Henry Jampel, M.D. is the Odd Fellows Professor of Ophthalmology at the Wilmer Eye Institute of the Johns Hopkins University School of Medicine and an adviser to the Sudden Cardiac Arrest Foundation.
On May 16th, 2000, at the age of 44, and 7 months after completion of the Ironman Triathlon World Championship in Hawaii, Henry had a cardiac arrest in the shower after a swim workout.
After 27 minutes of CPR by four fellow swimmers who were also physicians, he was successfully defibrillated, a striking example of the exception that disproves the rule.
Henry relishes in his full recovery from his cardiac arrest, and like most survivors, is passionate about reducing avoidable deaths from sudden cardiac arrest. He testified this winter (2006) in the Maryland Senate for a bill mandating AEDs in all high schools in the state, and was thrilled that the bill passed.
Henry joined an extremely small group of people in 2004, those survivors of sudden cardiac arrest who have subsequently completed an Ironman triathlon. He lives with his wife, Risa, a dermatologist, and has three children, Catherine 21, Joseph 18, and Sarah 14, who are happy that their dad is still around.
An Account by One of Henry's Rescuers
One morning in May of 2000, Henry collapsed in full cardiac arrest in the shower. His condition, rounded to the nearest significant state, was dead. One of the other swimmers saw him go down and ran out of the locker room and shouted for help. Someone called an ambulance.

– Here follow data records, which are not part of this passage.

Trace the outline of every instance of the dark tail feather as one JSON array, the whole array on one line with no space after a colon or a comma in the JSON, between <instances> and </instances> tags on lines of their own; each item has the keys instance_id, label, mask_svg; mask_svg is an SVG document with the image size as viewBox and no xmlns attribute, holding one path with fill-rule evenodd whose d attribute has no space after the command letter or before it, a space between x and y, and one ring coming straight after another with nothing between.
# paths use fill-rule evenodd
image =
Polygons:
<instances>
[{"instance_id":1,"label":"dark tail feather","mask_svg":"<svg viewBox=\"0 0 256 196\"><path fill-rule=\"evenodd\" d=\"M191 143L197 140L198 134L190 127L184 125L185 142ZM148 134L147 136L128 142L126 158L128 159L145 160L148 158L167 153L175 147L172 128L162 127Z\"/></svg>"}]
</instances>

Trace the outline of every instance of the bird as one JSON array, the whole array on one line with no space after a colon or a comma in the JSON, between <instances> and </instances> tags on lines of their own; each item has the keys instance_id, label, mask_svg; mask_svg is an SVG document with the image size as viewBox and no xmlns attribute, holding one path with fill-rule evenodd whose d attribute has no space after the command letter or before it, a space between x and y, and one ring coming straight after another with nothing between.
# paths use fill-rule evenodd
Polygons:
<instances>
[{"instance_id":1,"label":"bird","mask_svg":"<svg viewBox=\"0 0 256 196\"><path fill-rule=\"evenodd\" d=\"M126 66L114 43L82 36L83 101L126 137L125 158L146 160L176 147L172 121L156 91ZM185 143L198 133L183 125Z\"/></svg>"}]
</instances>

Henry was lying on the tile floor, not breathing. One man was feeling for a pulse in the femoral artery, in the upper thigh. Another man was leaning over the upper body feeling for a carotid pulse in the neck. He asked me to find one, and I couldn’t.
Here I have to tell you that I am a physician. So were the other people kneeling over Henry, and a fourth friend soon arrived. The relevance of this is full disclosure. Our being doctors had a lot less to do with what happened than you might think. So we did CPR. After a while, his color began to get dusky, his lips purplish, the area around his eyes mottled. Blowing hard into Henry’s mouth tended to force his chin down, pinching off the airway. We realized we had to pay more attention to the neck. We tipped Henry’s head back and pushed his chin up. His color picked up after that. We never could get a pulse. We switched off doing compressions.
The ambulance arrived 21 minutes after the collapse. In a series of maneuvers that seemed to take place in a state of extreme space-time dilation, the paramedics went to work. They put in an endotracheal tube (first try). They put the defibrillator patches on the chest. They turned on the machine. The machine showed that he was in "ventricular fibrillation" the initial rhythm of a cardiac arrest and the only one you can be successfully shocked out of. It’s hard to describe how unlikely that was. Henry got his first shock at 27 minutes. Altogether, he got three. When he was wheeled out of the swim club, he had a pulse.
Today he has no memory of the two days before, and the two days after he died. Other than that, however, he appears to be just fine. Amazing stuff happens. So don’t be surprised if sometime in your life something amazing happens to you. My friend Henry is lucky. But I have to tell you, he isn’t the only one.